Robert Perišić / Il senso di Kalia per la vita

Robert Perišić, La gatta alla fine del mondo, tr. di Elvira Mujčić, Bottega Errante Edizioni, pp. 336, euro 20,00 stampa, euro 11,99 epub

“Stranieri degli stranieri in terra straniera”, così Arion definisce la sua condizione nell’ultimo romanzo di Robert Perišić, un capitolo del tutto peculiare nel suo percorso narrativo, una sorta di fiaba intessuta di leggenda ambientata nella Grecia del IV secolo dal titolo La gatta alla fine del mondo. Nella colonia di Taranto i figli che le spartane concepiscono con gli stranieri non hanno diritto di cittadinanza. “Non eravamo coloro che avremmo dovuto essere” dice Arion, il quale è alla costante e vana ricerca di una dimora che gli appartenga. In quest’ambito tutto appare ammantato da un velo di incertezza. Non sappiamo chi siano gli altri, ma anche riguardo noi stessi non abbiamo sicurezze. Menzogna e verità si danno battaglia.

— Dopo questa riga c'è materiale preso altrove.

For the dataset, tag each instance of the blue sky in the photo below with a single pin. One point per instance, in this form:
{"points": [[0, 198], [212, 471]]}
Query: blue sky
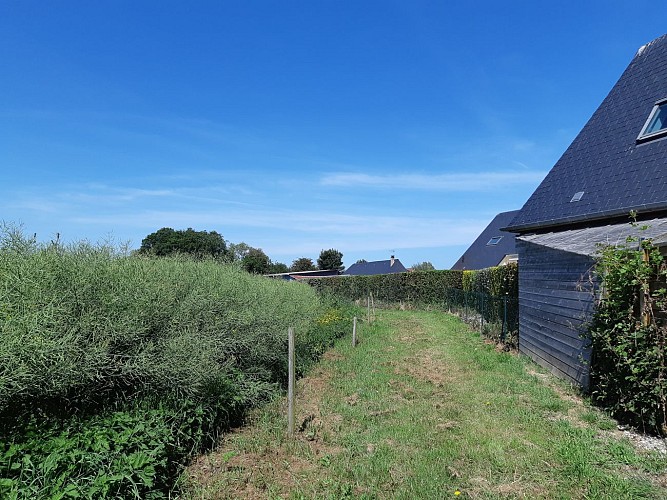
{"points": [[370, 127]]}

La narrazione, con ammirevole leggerezza, indaga i mali della nostra contemporaneità in maniera profonda. Il libro è animato da un particolare senso dell’umorismo, come quando si giustifica la scelta dei politici fra coloro che mentono, perché chi cerca la verità rischia di impazzire e quindi non potrebbe garantire la governabilità della polis. Siamo di fronte a un’avventura alla ricerca della libertà. Lo schiavo Kalia parte da Siracusa, insieme alla gatta Miu e all’asino Mikro, per fondare una nuova città su un’isola, sorta di microcosmo di shakespeariana pregnanza. Il pensiero corre subito alla Tempesta, tanto più che il misterioso Tiravento appare come una sorta di Ariel, spirito dell’aria sceso sulla terraferma per motivi arcani. Lo spirito narra, ben sapendo che il linguaggio degli umani non gli si addice. I ricordi evaporano, svaniscono nel vento. Per questo estrarre la verità risulta estremamente difficile.

L’atto del narrare origina dalla paura di sparire senza lasciare traccia. La lingua è una sorta di macchina del tempo che permette di abbracciare l’infinito. Perišić ci mostra i primi vagiti del linguaggio; così Kalia apprende le lettere, emancipandosi dalla schiavitù, mentre Tiravento si avvicina a poco a poco agli uomini, alla loro capacità di nominare ogni cosa dell’universo, rendendola tangibile.  Nella inesausta bellicosità dell’uomo, la lingua combatte le sue guerre. Conflitti esplodono, mentre i confini si spostano di continuo. Nelle pieghe della fiaba appaiono le tare della nostra epoca, la iattura del turismo selvaggio, i mutamenti climatici, le enormi masse di memoria custodite in server inaccessibili, inutili per l’uomo, il divario incolmabile fra i ricchi e i diseredati, le lotte infinite per la supremazia fra i popoli.

La narrazione alterna la storia vera e propria alle elucubrazioni di Tiravento, alle sue riflessioni sulla natura umana. Finché i nomadi si muovevano da un posto all’altro erano immuni dalla tara del possesso. Quando divennero stanziali iniziarono ad inquinare il mondo con le loro brame dominatrici. Gli animali, nella loro innocenza, svelano i meccanismi insani della società umana. La gatta rifiuta di riconoscere in Pigras il proprio padrone, perché semplicemente non comprende le gerarchie umane, perché rifugge la sua volontà di dominarla. Kalia prende coscienza a poco a poco della propria condizione di schiavo. Il luccichio del mare genera un desiderio di libertà che lo invita al viaggio. La fuga di Kalia origina da un atto di ribellione contro il suo padrone. Viene in mente un libro recente di Bianca Bellová intitolato L’isola, nel quale la scrittrice ceca si confronta con una trama avventurosa intessuta di scoperte e animata da un profondo senso per il meraviglioso. Forse oggi alcuni scrittori trovano nel tessuto fiabesco una maniera per parlare del presente, creando narrazioni apparentemente distanti nel tempo e nello spazio. “Una volta fatta riemergere, la storia è come la carcassa di una nave affondata”, immersa nel silenzio di un fondale misterioso. Un libro particolare, una fiaba animalista ed ecologista dall’impegno etico che invita a guardare il mondo con gli occhi vergini e innocenti della fanciullezza.